August 17, 2012
Draft Day Deliveries, Part Three
Back in June, I broke down the top pitchers selected in the Amateur Player Draft, including the 11 hurlers who were chosen among the first 22 picks. The revised signing deadline has hastened the process of becoming a pro, with many of this year's picks getting a head start on spinning yarn in the pros. The high school pitchers who were taken at the tail-end of the first round are earning a taste of the rookie leagues, while their collegiate counterparts begin the climb from a higher rung on the developmental ladder.
We left off at pick number 22, Marcus Stroman, after which teams avoided pitchers for the next seven selections. The Yankees and Red Sox snagged moundsmen with the final two picks of the round—a logical strategy, considering the dilapidated state of pitching in the AL East—kicking off a string of four pitchers in a row. Picks numbered in the thirties may not have the reputation of those chosen earlier on draft day, but the supplemental round featured some pitchers with stunning mechanics that challenged anyone at the top of the draft.
Thirtieth pick, Yankees: Ty Hensley, RHP, High School (OK)
The Yankees may have been surprised to see Hensley's name still on the board when their first pick came around at number 30, and MLB Network's Jonathan Mayo correctly predicted their selection during the telecast. Hensley is old for a high schooler, having turned 19 on July 30th, and an athlete's age relative to competition is an important factor when evaluating statistical context. There is reason to be wary of a big kid with an advantageous birth date, particularly on the mound, as an oversized player who was the star of his little league or travel-ball team is more likely to be overworked during these crucial stages of development. Hensley signed for a cool $1.2 million. and his six-inning introduction to the Gulf Coast League has featured plenty of true outcomes.

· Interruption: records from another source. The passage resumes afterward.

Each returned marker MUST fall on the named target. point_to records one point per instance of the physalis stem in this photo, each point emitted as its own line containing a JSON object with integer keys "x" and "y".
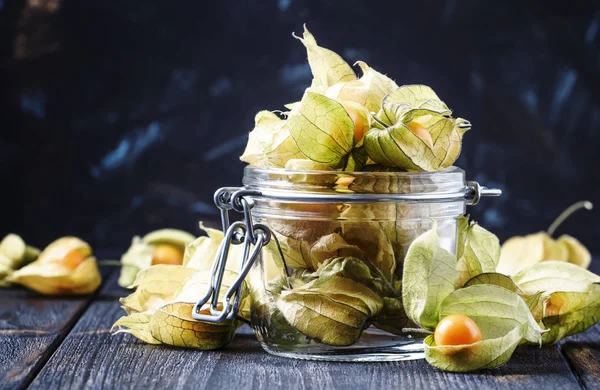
{"x": 567, "y": 213}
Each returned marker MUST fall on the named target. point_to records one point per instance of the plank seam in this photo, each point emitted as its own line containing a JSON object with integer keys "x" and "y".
{"x": 55, "y": 345}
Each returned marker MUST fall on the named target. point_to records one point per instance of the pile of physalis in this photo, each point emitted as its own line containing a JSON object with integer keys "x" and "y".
{"x": 64, "y": 267}
{"x": 478, "y": 315}
{"x": 476, "y": 305}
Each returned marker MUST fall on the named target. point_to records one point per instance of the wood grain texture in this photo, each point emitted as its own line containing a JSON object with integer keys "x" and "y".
{"x": 583, "y": 350}
{"x": 32, "y": 326}
{"x": 92, "y": 358}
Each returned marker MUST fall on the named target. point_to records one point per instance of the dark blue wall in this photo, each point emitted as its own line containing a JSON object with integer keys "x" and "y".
{"x": 118, "y": 117}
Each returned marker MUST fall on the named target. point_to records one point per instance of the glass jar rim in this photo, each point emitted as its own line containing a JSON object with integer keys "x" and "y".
{"x": 449, "y": 180}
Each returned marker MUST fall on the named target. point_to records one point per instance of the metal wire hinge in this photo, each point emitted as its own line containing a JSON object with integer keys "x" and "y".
{"x": 252, "y": 236}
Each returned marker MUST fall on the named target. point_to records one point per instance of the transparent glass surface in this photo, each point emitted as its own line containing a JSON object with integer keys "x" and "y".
{"x": 328, "y": 284}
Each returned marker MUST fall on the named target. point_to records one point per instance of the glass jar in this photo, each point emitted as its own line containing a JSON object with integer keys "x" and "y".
{"x": 327, "y": 285}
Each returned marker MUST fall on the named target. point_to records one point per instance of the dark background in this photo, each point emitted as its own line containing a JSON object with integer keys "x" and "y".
{"x": 119, "y": 117}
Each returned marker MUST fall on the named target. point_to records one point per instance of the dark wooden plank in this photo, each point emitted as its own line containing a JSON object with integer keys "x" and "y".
{"x": 90, "y": 357}
{"x": 583, "y": 350}
{"x": 31, "y": 328}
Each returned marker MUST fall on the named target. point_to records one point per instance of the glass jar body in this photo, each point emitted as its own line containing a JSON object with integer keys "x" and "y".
{"x": 328, "y": 284}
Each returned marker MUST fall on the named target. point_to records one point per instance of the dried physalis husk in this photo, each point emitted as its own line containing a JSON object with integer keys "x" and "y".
{"x": 160, "y": 310}
{"x": 519, "y": 253}
{"x": 164, "y": 246}
{"x": 14, "y": 254}
{"x": 66, "y": 266}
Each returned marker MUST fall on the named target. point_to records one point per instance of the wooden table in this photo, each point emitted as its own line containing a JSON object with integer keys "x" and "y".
{"x": 65, "y": 343}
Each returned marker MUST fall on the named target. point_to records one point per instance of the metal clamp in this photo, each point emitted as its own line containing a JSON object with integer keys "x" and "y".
{"x": 255, "y": 236}
{"x": 252, "y": 236}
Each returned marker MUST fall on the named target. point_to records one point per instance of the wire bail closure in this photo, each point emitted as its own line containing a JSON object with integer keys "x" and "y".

The most glaring aspect of Hensley's mechanical profile is a vicious head-jerk late in the delivery, with exaggerated spine-tilt as the throwing arm accelerates into release point. The strategy creates an artificially-raised arm-slot, and though he might reap some benefits with respect to downhill plane, it comes at the cost of release distance while creating an obstacle to pitch command. He demonstrates strong torque that relies heavily on hip rotation to generate arm speed, though the flailing nature of his arms during the rotational phases could perpetuate the “violent” label.